Pas de baptêmes dans le lac pour les uns, pas de procession de la Fête-Dieu pour les autres : Les expressions de la foi et les théologies diffèrent fortement, mais le verdict est le même. Faute de soumission totale à l’État, concrétisée par la signature d’une déclaration d’engagement aux accents progressistes, de modestes expressions de la foi dans l’espace public sont définitivement interdites à Genève. « Christian pride », la procession n’avait pourtant jamais suscité de difficulté depuis 1993… Jusqu’à ce que la nouvelle loi genevoise sur la laïcité produise ses effets

« La religion est désormais a priori suspecte », s’indigne l’Abbé Jean de Loÿe, de l’oratoire Saint-Joseph de la Fraternité Saint-Pie X (FSSPX). Peu coutumier du fait, le jeune prêtre n’y va pas avec le dos de la cuillère pour dénoncer la décision du TF dans un courrier envoyé aux médias. Dans son message, il dénonce une déclaration d’engagement qui empêcherait, de facto, l’Église catholique de faire état de ses positions au sujet des « actes homosexuels » ou de l’avortement. L’affirmation de la « primauté de l’ordre juridique suisse », sans précision ni nuance, est également attaquée dans son texte, une juste désobéissance civile motivée par la foi ayant parfois constitué un rempart précieux à la barbarie. Un argument pas très éloigné de ceux du pasteur Jean-René Moret dans nos colonnes encore récemment.

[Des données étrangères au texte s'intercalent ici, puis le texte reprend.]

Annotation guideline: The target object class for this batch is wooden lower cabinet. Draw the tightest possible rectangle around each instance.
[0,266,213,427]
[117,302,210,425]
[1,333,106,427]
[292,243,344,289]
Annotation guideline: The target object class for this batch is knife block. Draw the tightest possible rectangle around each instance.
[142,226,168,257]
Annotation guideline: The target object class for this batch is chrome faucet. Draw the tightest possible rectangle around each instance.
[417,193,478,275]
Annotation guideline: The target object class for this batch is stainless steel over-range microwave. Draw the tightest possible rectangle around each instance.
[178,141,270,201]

La FFSPX fera-t-elle recours auprès de la cour européenne des droits de l’homme ? Non, car en Suisse c’est au TF d’avoir le dernier mot au niveau juridique, à ses yeux, et pas une instance plus lointaine. Quant à la prochaine procession, elle se fera sur le parking de l’oratoire, comme depuis 2022. « Nous revendiquons une certaine filiation avec les catholiques genevois qui ont souffert durant le Kulturkampf au 19ème siècle, avec d’ailleurs une continuité des positions. »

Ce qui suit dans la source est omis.